UK watchdog blocks Microsoft’s $69 billion takeover of Activision Blizzard
The British government’s antitrust authorities have blocked Microsoft’s $69 billion acquisition of “Call of Duty” maker Activision Blizzard, claiming that the merger will negatively impact the competitive landscape in the gaming market.
The UK’s antitrust regulator said Microsoft’s commitment to offer access to Activision’s multi-billion dollar “Call of Duty” franchise to leading cloud gaming platforms would not effectively remedy its concerns.
The news caught many insiders by surprise, as the CME had narrowed the focus of its investigation earlier this month. As reported by The Post, Microsoft executives in recent weeks had become confident they were going to win UK support and had been planning to complete the merger despite opposition from the Federal Trade Commission.
Nevertheless, the CME said in its statement that “the deal would reinforce Microsoft’s advantage in the market by giving it control over important gaming content such as ‘Call of Duty,’ ‘Overwatch,’ and ‘World of Warcraft’.
“Microsoft already enjoys a powerful position and head start over other competitors in cloud gaming and this deal would strengthen that advantage giving it the ability to undermine new and innovative competitors,” Martin Coleman, the head of an independent panel that was picked by the UK Competition and Markets Authority, said in a statement on Wednesday.
Activision Blizzard’s stock price sank by some 10% in pre-market trading in reaction to the news while shares of Microsoft were up by more than 7.5% before the opening bell on Wall Street on Wednesday after an impressive earnings report beat analysts’ estimates.
Microsoft said in a statement it remained fully committed to this acquisition and would appeal.
“The CMA’s report contradicts the ambitions of the UK to become an attractive country to build technology businesses,” Activision Blizzard said in a statement. “We will work aggressively with Microsoft to reverse this on appeal.”
The company added: “The report’s conclusions are a disservice to UK citizens, who face increasingly dire economic prospects. Global innovators large and small will take note that – despite all its rhetoric – the UK is clearly closed for business.”
Bobby Kotick, the CEO of Activision Blizzard, wrote a memo to employees which read: “This isn’t the news we wanted — but it is far from the final word on this deal. Alongside Microsoft, we can and will contest this decision, and we’ve already begun the work to appeal to the UK Competition Appeals Tribunal.”

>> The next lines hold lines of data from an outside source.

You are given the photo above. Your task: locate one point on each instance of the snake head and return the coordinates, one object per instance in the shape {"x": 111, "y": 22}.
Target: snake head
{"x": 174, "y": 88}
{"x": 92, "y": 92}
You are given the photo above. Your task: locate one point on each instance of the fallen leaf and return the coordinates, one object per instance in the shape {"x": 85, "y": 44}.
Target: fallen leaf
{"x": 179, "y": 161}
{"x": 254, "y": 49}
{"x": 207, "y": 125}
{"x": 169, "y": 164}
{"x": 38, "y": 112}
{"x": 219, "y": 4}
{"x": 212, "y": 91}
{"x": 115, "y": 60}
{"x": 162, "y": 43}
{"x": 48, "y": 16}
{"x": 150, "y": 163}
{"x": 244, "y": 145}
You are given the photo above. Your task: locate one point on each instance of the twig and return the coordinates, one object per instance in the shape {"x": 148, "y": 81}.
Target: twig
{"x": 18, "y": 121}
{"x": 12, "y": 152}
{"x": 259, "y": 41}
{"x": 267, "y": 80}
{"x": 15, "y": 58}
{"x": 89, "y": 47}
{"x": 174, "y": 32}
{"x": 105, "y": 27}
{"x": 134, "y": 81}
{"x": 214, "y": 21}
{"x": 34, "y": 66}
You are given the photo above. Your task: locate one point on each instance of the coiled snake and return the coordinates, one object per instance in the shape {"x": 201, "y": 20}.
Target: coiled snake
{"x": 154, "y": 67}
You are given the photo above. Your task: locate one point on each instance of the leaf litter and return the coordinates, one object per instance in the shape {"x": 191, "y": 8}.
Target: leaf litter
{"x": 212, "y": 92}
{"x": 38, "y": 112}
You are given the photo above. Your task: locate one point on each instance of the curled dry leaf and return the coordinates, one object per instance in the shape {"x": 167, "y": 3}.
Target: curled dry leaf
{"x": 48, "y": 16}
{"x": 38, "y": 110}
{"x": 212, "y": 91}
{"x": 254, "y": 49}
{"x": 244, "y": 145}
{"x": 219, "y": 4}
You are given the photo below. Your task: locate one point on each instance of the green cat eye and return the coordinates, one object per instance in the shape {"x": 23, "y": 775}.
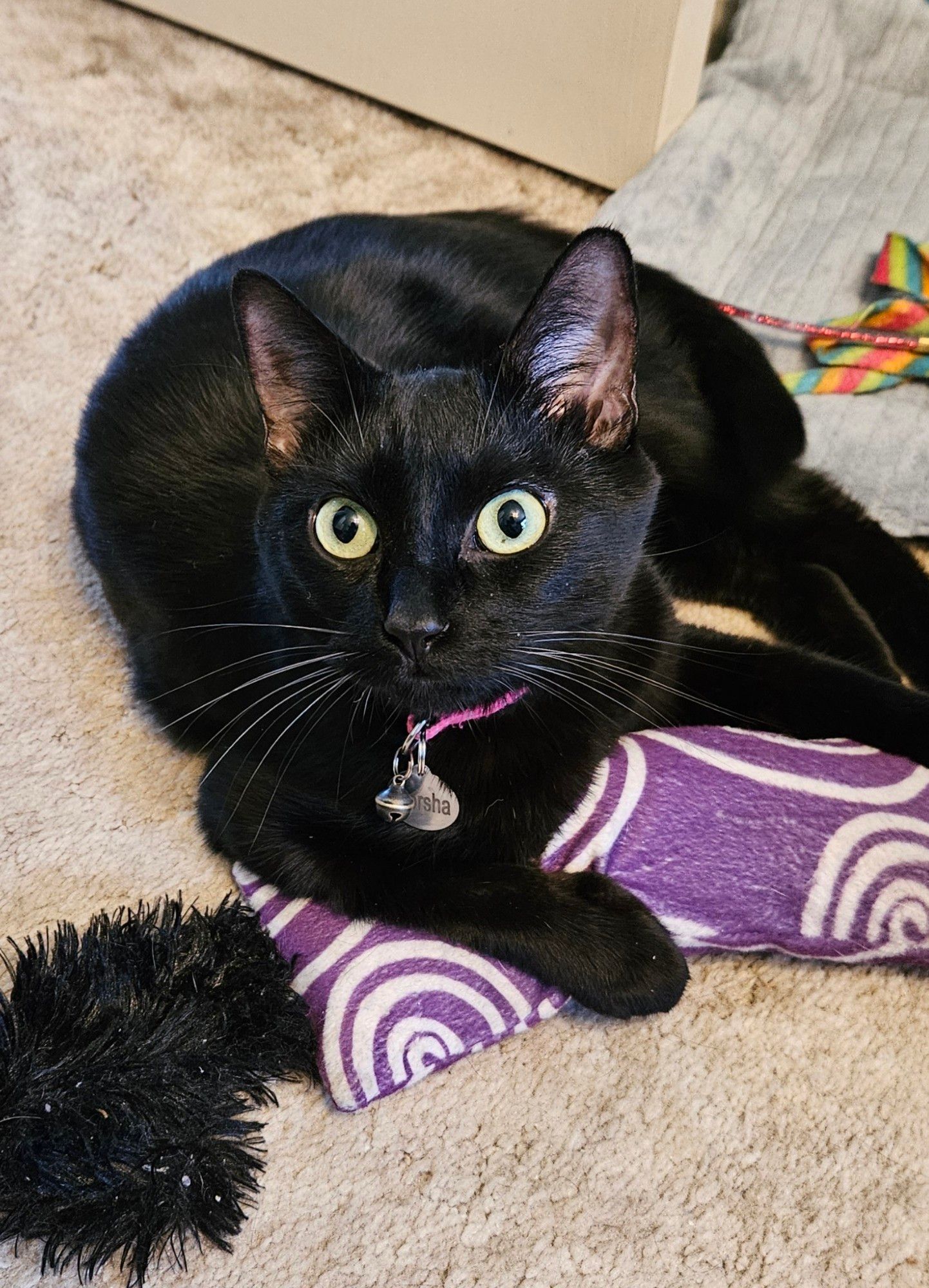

Wall Street analysts reacted to the news on Wednesday.
“We are surprised it would be cloud gaming considerations that would cause the UK to deny this deal,” Andrew Uerkwitz and Ed Alter wrote in a report for Jefferies Equity Research.
The analysts cited the “small size, slow adoption curve, and remaining technology hurdles that the cloud gaming market currently faces.”
Microsoft was feeling optimistic about winning the UK’s approval for the merger, particularly due to the sense that antitrust officials in Britain and Europe were showing signs of being swayed by the company’s pledges to give rivals such as Sony and Nintendo access to popular games including “Call of Duty.”
Microsoft, which owns the Xbox gaming console, had been working to win CMA approval by agreeing in recent weeks to give companies like Ubitus and Boosteroid access to Activision games on their cloud-based video game streaming services for 10 years.
It also signed a deal with Nintendo, which presently does not have access to “Call of Duty.”
Regulators were concerned that Microsoft would limit access to Activision’s games to subscribers of its “Game Pass” service, which would have put competitors at a disadvantage.
CMA said earlier this month it was only concerned about competition issues in the cloud and was no longer worried about Microsoft dominating the console market where it competes with Sony’s PlayStation.
The Windows software maker was banking on gaining final approval from UK antitrust officials as well as the European Commission this week, but Wednesday’s announcement from London has thrown a monkey wrench into those plans.
The FTC, led by antitrust hawk Lina Khan, filed a complaint on Dec. 8 seeking to stop the deal.